Saunders pleaded guilty to the breach after he acted in an anti-social manner towards his female victim.

The Asbo, given to Saunders in 2014 to run for five years, stops him doing anything that causes or is likely to cause harassment, alarm or distress.

The court heard from prosecutor Andrew Newman that Saunders, of no fixed abode but from Portsmouth, had turned up to the woman’s place of work on May 5.

Mr Newman said: ‘She saw him trying to talk to her and told him to leave her alone.

‘She closed the door to stop him from shouting but he grabbed it and put both his arms through. She believe his intention was to grab her.’

The court heard this is not the first time Saunders, 57, had spoken to the woman and Mr Newman said she had experienced on-going harassment.

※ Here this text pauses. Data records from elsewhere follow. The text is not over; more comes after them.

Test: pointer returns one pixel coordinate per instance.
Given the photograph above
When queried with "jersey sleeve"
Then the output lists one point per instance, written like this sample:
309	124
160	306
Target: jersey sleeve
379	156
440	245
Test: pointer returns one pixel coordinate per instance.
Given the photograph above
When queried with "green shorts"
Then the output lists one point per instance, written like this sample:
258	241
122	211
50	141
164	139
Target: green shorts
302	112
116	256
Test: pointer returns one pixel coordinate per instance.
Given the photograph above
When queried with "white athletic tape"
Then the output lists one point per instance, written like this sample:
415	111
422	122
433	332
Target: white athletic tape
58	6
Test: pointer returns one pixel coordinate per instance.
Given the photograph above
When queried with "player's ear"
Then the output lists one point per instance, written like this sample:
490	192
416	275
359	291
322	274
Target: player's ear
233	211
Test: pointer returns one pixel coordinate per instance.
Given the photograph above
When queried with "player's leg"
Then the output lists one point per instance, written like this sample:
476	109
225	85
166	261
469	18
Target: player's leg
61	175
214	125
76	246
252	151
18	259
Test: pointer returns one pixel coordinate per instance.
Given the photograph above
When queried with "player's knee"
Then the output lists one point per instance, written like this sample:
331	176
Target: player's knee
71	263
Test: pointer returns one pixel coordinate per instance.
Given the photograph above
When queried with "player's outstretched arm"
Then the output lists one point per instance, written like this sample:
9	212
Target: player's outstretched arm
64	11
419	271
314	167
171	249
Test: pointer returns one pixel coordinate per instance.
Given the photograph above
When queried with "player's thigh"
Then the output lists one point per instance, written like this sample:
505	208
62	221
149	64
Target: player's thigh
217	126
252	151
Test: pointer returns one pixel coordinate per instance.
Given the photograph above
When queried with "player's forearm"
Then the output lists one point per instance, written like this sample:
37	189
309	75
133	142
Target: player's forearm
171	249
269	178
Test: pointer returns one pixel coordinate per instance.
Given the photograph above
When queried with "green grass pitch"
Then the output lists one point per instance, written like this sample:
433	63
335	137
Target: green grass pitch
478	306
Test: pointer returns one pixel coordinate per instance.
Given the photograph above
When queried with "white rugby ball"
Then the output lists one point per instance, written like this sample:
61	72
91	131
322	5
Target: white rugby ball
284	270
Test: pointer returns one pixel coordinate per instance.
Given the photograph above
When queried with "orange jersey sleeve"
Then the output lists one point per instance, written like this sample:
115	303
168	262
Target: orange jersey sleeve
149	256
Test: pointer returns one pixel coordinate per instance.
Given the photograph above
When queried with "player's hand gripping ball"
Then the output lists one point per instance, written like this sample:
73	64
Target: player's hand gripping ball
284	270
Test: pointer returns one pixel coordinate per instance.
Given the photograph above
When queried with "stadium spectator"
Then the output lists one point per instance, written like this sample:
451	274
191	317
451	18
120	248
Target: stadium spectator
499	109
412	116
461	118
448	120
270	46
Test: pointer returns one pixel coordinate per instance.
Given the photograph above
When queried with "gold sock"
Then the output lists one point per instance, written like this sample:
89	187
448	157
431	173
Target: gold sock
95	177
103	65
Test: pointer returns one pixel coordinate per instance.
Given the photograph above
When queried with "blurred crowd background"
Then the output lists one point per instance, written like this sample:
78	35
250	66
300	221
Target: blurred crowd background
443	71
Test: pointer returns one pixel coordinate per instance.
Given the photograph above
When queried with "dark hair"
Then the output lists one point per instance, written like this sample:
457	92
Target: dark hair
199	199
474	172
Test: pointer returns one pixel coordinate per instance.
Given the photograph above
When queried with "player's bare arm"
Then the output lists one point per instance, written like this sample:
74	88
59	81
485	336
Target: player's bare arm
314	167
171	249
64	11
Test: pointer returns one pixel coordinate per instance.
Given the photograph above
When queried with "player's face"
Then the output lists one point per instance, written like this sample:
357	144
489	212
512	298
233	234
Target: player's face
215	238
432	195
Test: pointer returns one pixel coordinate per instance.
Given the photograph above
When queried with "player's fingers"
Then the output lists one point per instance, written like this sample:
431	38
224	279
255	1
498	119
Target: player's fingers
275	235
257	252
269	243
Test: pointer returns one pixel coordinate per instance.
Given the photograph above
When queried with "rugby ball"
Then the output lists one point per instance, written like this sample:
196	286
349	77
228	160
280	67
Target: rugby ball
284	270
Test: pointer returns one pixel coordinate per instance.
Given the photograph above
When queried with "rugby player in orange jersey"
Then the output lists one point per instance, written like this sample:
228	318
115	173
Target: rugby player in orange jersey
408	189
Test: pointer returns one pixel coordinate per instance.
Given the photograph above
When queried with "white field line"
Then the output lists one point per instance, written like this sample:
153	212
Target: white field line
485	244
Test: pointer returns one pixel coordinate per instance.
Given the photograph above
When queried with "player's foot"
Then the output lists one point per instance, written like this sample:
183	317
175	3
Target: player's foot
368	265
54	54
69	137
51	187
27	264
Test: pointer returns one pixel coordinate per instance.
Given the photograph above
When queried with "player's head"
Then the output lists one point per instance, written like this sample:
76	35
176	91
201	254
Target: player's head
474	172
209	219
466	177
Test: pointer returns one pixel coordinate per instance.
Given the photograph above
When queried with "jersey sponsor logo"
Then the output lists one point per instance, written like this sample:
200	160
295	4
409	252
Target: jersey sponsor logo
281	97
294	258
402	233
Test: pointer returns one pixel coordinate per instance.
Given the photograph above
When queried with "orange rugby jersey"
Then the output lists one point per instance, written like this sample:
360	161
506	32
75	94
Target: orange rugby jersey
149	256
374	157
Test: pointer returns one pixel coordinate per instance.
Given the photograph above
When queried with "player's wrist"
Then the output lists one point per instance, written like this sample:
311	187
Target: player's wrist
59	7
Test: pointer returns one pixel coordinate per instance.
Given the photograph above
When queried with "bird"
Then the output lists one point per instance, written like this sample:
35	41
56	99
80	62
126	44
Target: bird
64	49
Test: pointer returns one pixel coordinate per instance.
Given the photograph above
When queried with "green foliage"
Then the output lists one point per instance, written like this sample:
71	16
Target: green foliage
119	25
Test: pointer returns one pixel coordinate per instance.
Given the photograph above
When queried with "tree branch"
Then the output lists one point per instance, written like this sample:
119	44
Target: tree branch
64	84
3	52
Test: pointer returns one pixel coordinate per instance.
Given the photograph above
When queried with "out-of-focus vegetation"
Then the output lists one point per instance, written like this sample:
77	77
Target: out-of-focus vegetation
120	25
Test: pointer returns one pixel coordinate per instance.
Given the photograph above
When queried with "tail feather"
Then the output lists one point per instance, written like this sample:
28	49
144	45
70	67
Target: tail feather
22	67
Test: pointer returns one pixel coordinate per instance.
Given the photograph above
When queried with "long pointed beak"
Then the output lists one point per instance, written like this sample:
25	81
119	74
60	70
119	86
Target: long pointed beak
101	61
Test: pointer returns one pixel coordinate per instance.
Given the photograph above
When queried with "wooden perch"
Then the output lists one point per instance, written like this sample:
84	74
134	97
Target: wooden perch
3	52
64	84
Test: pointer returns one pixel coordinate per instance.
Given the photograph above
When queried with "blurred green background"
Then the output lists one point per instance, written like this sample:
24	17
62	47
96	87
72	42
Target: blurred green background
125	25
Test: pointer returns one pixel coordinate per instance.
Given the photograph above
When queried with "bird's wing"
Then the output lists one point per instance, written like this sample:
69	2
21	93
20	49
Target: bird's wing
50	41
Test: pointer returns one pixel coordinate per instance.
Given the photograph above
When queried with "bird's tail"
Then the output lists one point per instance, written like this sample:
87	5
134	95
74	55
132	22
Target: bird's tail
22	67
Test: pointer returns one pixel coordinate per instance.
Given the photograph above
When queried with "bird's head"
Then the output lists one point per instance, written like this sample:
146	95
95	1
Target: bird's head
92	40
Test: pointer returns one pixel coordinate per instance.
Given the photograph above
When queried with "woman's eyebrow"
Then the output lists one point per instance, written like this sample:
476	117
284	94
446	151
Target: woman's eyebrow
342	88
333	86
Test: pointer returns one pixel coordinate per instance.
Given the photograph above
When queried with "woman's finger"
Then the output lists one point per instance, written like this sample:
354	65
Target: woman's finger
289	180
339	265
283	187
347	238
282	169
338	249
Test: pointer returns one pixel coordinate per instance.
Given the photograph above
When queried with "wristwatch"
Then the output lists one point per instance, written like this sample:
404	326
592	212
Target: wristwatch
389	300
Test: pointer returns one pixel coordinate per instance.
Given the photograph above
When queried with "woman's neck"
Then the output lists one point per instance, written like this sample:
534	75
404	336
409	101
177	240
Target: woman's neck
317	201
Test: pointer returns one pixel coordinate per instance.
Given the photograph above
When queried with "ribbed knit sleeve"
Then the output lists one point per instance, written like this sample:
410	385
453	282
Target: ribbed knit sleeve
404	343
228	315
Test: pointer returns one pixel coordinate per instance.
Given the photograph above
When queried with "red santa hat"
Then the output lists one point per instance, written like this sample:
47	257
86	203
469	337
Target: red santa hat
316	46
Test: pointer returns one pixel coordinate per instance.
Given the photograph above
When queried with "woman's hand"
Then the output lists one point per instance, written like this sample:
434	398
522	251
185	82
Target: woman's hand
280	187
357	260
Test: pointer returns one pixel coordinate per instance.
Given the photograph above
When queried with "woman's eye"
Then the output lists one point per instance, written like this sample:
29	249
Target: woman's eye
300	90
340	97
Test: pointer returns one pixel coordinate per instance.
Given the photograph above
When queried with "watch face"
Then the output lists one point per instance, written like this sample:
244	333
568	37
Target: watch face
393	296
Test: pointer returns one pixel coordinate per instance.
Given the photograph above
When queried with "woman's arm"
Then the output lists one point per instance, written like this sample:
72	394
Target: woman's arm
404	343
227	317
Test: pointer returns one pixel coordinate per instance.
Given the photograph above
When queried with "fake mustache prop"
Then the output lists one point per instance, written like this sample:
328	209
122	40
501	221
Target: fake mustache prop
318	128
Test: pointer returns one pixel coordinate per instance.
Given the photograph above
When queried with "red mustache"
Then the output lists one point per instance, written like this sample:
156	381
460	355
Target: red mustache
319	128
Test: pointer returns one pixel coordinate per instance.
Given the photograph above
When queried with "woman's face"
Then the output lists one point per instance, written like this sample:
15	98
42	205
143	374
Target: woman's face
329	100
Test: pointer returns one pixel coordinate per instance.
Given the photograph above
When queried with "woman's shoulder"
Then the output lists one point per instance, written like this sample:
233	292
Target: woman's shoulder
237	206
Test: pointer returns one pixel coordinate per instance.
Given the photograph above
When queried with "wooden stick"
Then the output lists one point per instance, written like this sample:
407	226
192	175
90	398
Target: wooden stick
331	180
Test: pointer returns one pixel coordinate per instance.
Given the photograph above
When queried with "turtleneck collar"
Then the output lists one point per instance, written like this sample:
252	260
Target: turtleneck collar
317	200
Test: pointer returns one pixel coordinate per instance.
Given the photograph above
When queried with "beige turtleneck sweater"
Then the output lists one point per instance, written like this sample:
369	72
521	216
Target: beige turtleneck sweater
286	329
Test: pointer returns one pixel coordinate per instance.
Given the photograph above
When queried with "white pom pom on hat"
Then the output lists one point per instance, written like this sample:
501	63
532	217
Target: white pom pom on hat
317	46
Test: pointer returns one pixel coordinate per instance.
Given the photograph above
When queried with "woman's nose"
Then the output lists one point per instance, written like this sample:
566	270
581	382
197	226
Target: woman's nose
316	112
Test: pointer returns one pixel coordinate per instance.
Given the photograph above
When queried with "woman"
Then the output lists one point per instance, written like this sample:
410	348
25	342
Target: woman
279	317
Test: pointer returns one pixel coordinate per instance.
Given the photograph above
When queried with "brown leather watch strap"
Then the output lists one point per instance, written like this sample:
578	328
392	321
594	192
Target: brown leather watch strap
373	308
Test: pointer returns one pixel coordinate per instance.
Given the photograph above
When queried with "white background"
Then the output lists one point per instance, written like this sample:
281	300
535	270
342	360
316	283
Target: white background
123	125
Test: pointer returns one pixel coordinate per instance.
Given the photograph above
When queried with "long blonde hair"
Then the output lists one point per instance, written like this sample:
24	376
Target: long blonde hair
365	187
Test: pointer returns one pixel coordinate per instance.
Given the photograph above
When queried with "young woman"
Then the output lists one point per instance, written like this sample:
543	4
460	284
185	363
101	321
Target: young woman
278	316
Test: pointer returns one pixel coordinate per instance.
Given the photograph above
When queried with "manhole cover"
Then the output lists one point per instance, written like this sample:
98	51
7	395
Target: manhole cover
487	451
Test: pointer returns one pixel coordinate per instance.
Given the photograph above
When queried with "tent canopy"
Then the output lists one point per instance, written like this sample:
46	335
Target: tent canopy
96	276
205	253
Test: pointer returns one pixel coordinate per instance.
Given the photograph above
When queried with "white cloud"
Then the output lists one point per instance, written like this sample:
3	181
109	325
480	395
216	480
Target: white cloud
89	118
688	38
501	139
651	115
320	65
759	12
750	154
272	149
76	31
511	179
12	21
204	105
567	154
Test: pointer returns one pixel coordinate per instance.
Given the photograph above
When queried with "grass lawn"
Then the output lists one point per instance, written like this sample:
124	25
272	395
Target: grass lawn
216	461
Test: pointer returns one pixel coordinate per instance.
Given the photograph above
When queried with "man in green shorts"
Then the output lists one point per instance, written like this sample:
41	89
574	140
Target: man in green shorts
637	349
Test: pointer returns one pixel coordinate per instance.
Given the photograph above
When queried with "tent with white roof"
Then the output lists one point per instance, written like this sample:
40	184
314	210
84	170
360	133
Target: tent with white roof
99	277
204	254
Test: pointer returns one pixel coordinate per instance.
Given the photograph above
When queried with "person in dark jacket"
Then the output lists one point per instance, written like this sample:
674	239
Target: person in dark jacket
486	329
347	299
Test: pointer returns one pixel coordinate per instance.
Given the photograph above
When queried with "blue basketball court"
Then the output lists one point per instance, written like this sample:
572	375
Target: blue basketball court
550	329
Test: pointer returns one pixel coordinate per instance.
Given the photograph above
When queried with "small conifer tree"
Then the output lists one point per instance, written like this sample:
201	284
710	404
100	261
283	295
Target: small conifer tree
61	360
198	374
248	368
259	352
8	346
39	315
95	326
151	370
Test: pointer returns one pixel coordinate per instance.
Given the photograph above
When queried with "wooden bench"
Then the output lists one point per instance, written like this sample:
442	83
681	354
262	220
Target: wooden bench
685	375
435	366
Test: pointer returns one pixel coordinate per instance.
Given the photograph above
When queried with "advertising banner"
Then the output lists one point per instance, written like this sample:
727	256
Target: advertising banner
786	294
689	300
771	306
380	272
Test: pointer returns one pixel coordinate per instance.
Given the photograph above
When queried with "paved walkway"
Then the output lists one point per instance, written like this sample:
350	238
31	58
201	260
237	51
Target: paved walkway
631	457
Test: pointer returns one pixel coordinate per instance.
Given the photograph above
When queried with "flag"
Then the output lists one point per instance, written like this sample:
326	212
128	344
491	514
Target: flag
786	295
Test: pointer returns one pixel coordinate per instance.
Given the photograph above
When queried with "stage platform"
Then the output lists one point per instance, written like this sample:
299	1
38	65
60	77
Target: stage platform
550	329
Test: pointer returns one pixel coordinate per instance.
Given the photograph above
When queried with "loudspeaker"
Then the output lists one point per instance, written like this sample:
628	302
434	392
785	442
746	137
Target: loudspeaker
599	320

In a victim impact statement read out by Mr Newman, she said: ‘Gary Saunders has been harassing me while at my workplace. He shouts abuse at me.

‘It has got to the point where I don’t want to go to work because I am so scared.

‘I cannot go to work on my own and I have to be picked up. I don’t feel safe and it has affected my life.’

Mitigating, Bridget O’Hagan told magistrates Saunders was trying to get the attention of his aunt during the incident in May.

She said he had been trying to call her but she could not hear. It was then the victim tried to shut the door.

Ms O’Hagan said: ‘Other people, if they do not know the defendant, find him frightening. If you give him an inch, he takes a mile.

‘It is a serious breach of the Asbo for a non-imprisonable offence. When he’s faced with a situation he has to shut his mouth, turn around and walk away.

‘He is improving 
and having to learn that’s the way he has to behave or he will keep coming back to court.’

Magistrates jailed Saunders for eight weeks for breaching his Asbo and during sentencing said: ‘We were of the view that only a custodial sentence will be justified.’